それを受けてバルバドスは、なるほどなるほどと納得したかのようにうなずいた。
「まあ、そうでしょうねえ。もっとも、最初から貴方が素直に応じるとは思ってませんでしたが。では質問を変えましょうか……」
バルバドスは、美しい姫君に一目くれると、少年水兵にさらなる動揺を与える問いかけを放った。
「貴方は我を倒してハッピーエンドを迎えたら、この娘とセッ◯スするつもり?」
*
本来、深海魚のみが生息する海の底。さらに大陽は西に傾きかける時間帯。
海の谷には、熱帯とは思えない冷たい空気が漂い、チョップの背筋と足元を凍らせる。
「…………えっ?」
「事が済んだら、貴方はこの娘とセッ◯スをするのか、と聞いてるの」
「えっ、えっ……? そんな事……」
顔を赤らめながら狼狽する様子を見せるチョップに、バルバドスはさらに畳み掛ける。
「いや、別に構わないのよ。苦難を乗り越えたカップルが物語の結末で結ばれるのは当然。男女の究極の愛情表現だものねえ。だけど、こんなに可愛くて純粋でおっぱいが大きいお姫様を、貴方のような醜悪な男が抱いても良いのかしら?」
「僕が醜悪……? どういう……」
「貴方は人殺しだという事を忘れたの? 自分の身体をご覧なさい」
チョップの両腕には真っ赤な血がこびりつき、彼が纏う純白の水兵服は、今はもう敵の返り血で見る影も無く染まっている。

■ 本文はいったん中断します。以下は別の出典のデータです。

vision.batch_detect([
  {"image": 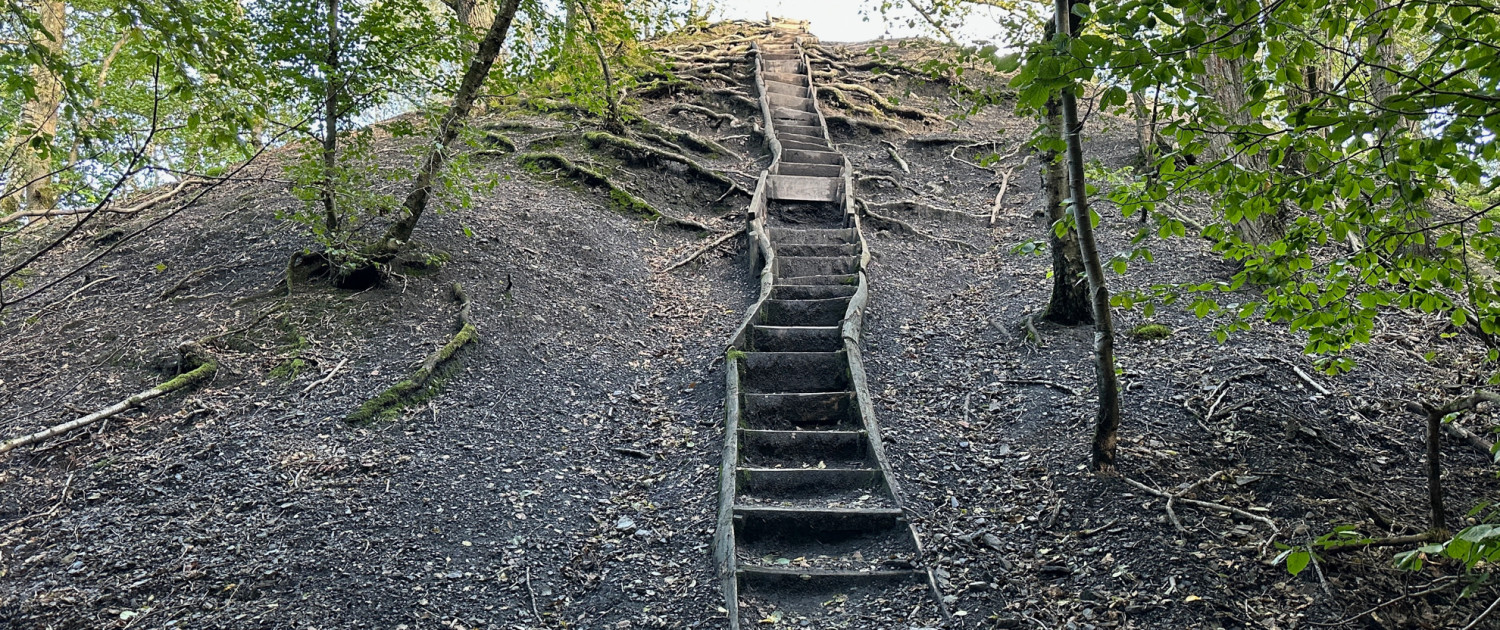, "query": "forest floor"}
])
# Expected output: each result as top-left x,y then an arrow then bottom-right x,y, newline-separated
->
0,19 -> 1500,629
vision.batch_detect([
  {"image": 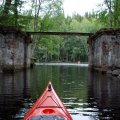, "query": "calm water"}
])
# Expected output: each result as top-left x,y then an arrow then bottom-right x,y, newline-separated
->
0,65 -> 120,120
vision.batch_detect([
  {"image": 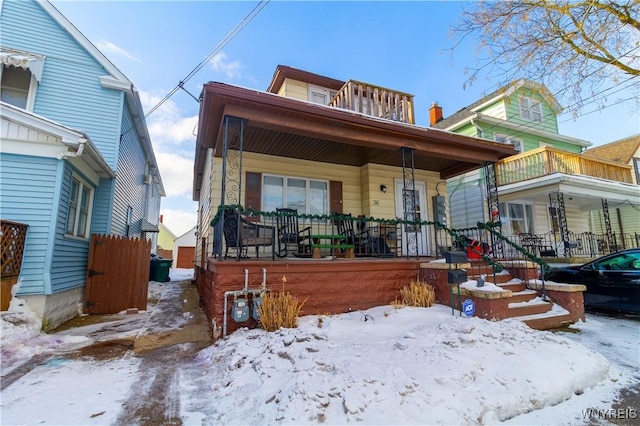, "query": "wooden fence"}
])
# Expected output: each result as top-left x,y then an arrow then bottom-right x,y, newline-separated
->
84,234 -> 151,314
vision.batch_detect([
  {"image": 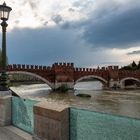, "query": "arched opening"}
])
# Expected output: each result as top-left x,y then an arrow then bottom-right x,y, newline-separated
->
8,71 -> 53,98
74,75 -> 107,90
120,77 -> 140,89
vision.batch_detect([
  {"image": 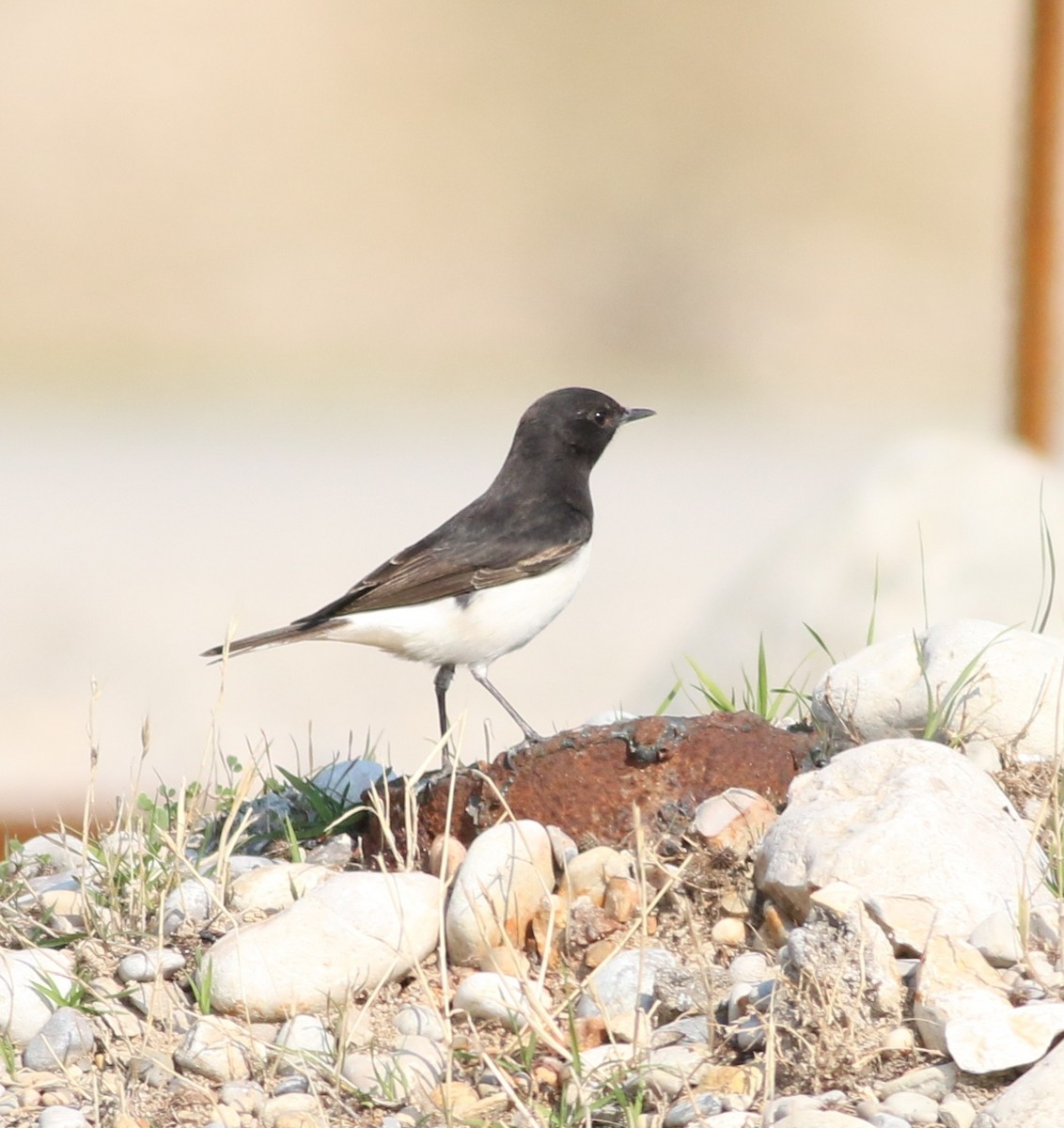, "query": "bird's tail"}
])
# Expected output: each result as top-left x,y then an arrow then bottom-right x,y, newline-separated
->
199,622 -> 320,660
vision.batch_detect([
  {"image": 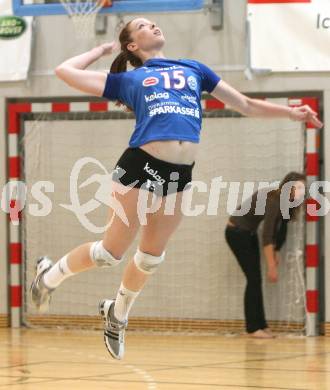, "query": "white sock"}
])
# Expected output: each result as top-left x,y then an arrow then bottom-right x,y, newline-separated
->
115,283 -> 140,321
44,255 -> 74,288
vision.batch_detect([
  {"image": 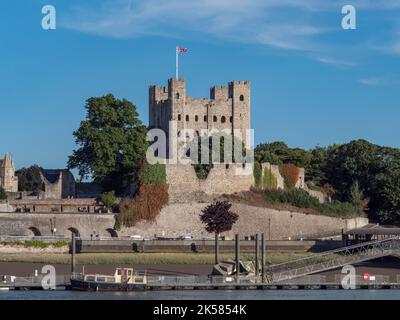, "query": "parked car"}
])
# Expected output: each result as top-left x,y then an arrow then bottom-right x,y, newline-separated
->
129,234 -> 144,240
181,234 -> 193,240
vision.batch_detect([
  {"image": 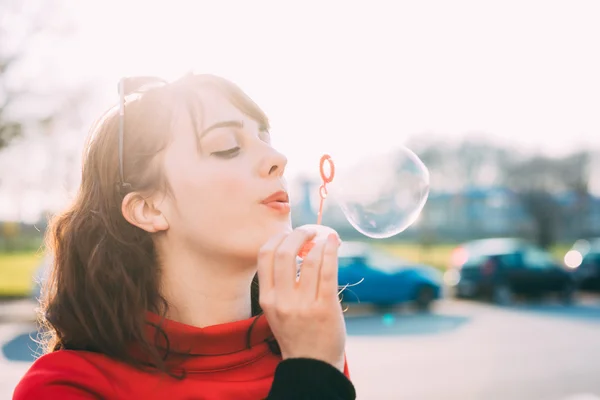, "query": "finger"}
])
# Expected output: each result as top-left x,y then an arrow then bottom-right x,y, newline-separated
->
273,228 -> 316,294
299,240 -> 327,300
317,234 -> 340,301
257,233 -> 289,292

それは、奇しくも海賊提督バルバドスのコートと同じ、真紅。
「そんな血と業に塗れた身体で、貴方は無垢な彼女を穢して傷を付けようっていうの? 散々、他人の命を奪っておきながら、英雄面して女をモノにしようなんて、とんだ悪党ね」
「僕は、そんなつもりじゃ……」
「いいえ、貴方のように正義漢ぶった輩が一番性質が悪いのよ。貴方に比べれば帝国の豚皇帝なんかは、気に入らない男は思いのままに殺し、気に入った女は心ゆくまま犯す。堂々と悪をやってる分だけ、まだ可愛げがあるわ」
バルバドスは小動物をいたぶるかのように、チョップの心に刃を突き付ける。
「この娘は『真珠姫』とまで呼ばれているのでしょう? 残念ながら汚れきった貴方に、身も心も清らかなこの娘はふさわしくないわ」
「そんなこと……モゴモゴッ!」
「貴女は余計な事を言わないの。これは、彼自身が答えないと意味が無いのよ」
マルガリータの口を封じ、バルバドスはチョップの繊細な心を切り崩していく。
「一度、人を殺した者の瞳に、二度と輝きは戻らない」
「一度、血にまみれた手や心は、再び美しさを取り戻す事は無い」
「貴方のような偽善者は、自身が幸せになる事も、人に幸せをもたらす事も出来ない」
「ここは、貴方のような『化物』が生きる世界では無いのよ……」
魔導海賊の人の心を蝕み、玩び、握り潰すような囁きに、チョップは何も言葉を返すことが出来ない。
僕は、マルガリータの側にいる資格は無い……?
彼の脳裏に浮かぶのは、血溜まりに沈む死体を見下ろす幼い頃の自分と、悲しげな顔で去って行くマルガリータの姿。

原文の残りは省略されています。